Alice tries all different approaches to her life. Some of these feel like a riff on a romcom, again. Alice, at 16, hooks up with a high-school crush and then finds herself at 40, married to him. He remains, in all realities, perfectly sweet and not particularly interesting. Because there’s no technobabble explaining the details, there’s enough time to see different versions of Alice and Leonard. The overall feeling in this book is there’s no “right” path, no one is going to land a perfect life with no problems and no regrets, but there’s a hopefulness around the lifelong relationships.

The real magic in this is how Alice uses her time travel to spend time doing nothing with her dad. There’s a wonderful sweetness in this.  Of course we can’t stop time, the novel seems to say, but what if we could get another evening hanging out together? Or two evenings? She also pops back to her teens, and tries to get her dad to quit smoking and start eating better, so that he’ll be healthier in his 70s. What if we could just get a little more time together?

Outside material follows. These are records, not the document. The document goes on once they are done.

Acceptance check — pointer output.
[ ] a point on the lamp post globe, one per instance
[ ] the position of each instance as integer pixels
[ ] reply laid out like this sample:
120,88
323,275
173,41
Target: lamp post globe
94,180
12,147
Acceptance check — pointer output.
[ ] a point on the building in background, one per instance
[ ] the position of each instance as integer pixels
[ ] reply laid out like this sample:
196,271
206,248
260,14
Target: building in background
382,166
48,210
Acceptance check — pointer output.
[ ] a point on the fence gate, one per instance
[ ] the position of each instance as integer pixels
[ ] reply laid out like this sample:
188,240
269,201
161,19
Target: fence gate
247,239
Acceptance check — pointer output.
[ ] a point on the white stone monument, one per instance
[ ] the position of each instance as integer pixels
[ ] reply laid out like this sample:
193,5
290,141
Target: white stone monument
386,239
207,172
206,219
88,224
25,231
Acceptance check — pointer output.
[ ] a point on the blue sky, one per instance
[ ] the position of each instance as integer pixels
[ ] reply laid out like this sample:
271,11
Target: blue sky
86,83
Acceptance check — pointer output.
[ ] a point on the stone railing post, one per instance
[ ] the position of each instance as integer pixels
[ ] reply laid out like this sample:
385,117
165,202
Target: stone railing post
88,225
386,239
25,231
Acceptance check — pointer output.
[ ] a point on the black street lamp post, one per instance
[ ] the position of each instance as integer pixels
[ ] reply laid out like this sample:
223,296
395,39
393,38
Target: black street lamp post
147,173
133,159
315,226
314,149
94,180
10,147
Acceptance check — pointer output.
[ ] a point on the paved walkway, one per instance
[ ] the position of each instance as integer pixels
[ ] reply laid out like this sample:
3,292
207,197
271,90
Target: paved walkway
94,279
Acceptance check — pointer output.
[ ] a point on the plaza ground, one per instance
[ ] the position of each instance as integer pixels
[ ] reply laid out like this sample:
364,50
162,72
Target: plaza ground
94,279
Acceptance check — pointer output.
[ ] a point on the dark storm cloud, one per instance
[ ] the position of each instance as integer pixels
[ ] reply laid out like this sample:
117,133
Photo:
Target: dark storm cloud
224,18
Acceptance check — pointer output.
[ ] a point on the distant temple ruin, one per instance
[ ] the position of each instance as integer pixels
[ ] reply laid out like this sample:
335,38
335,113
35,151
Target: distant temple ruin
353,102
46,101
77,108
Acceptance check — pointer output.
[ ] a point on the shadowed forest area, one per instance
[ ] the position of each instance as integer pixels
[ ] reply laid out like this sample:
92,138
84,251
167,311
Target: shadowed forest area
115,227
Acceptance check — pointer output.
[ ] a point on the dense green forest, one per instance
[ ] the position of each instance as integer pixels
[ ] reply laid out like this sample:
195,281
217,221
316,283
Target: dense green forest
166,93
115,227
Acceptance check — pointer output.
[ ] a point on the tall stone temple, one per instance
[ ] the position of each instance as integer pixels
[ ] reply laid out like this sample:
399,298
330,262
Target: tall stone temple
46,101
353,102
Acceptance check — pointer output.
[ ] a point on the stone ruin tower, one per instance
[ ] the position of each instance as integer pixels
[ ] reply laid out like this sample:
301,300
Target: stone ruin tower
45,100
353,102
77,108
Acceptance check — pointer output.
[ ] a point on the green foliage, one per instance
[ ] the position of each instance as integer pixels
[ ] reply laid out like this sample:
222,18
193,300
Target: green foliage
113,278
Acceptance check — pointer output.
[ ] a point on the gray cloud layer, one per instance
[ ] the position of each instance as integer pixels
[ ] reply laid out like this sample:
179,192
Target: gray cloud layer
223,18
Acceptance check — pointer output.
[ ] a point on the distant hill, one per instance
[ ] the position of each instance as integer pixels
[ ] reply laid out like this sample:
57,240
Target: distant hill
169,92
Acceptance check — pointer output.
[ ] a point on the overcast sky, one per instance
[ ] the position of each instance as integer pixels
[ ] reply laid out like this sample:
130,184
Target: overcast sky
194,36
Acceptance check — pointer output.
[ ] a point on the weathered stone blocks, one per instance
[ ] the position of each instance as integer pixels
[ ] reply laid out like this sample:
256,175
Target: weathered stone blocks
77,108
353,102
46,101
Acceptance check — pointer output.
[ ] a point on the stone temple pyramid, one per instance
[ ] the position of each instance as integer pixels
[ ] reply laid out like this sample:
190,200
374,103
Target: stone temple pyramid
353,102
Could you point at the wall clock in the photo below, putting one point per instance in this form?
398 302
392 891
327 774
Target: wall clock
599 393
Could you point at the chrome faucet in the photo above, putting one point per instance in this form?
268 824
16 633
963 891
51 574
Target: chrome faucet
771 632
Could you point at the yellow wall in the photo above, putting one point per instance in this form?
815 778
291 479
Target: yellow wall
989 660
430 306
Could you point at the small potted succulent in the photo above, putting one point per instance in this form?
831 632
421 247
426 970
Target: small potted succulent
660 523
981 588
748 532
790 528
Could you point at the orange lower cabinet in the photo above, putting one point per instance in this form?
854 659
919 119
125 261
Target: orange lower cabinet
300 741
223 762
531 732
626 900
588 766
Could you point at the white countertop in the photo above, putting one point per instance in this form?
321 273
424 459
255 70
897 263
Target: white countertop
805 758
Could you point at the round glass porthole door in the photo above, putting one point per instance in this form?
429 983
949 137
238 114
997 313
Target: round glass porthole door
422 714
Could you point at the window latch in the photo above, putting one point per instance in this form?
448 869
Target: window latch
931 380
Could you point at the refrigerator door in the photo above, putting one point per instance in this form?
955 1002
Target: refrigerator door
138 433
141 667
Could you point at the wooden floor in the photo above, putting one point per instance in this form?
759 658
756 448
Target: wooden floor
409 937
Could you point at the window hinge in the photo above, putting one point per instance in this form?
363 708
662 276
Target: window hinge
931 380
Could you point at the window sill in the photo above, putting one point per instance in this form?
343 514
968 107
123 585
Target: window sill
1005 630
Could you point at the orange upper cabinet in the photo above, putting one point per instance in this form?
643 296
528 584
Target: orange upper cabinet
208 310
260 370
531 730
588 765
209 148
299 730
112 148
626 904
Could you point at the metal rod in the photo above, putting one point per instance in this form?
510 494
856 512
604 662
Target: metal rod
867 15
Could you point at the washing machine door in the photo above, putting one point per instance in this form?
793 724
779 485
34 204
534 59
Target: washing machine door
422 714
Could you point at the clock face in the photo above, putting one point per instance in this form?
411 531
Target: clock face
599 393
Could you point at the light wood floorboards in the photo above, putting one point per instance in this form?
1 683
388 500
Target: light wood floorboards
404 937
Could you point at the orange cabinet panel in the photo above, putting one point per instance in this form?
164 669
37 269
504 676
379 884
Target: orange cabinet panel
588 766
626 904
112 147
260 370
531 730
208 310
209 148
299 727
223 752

I also loved some of the NYC gems in this one. Yes, there are some of the obligatory Manhattan highlights, like a visit to the Museum of Natural History, but there’s more. 40-year-old Alice knows that it really takes less time to get into the city from Montclair than from Brooklyn, even thought teenage Manhattanites balk at the idea of New Jersey. It was fun to recognize some of the Manhattan spots, there was a wonderful familiarity for me. But if you don’t, it’s fine, the point isn’t New York namedropping as much as it’s about familiar places changing over time. What if we could get one more meal at a diner that’s closed now?

This is absolutely how I would use my time-travel powers. Great book.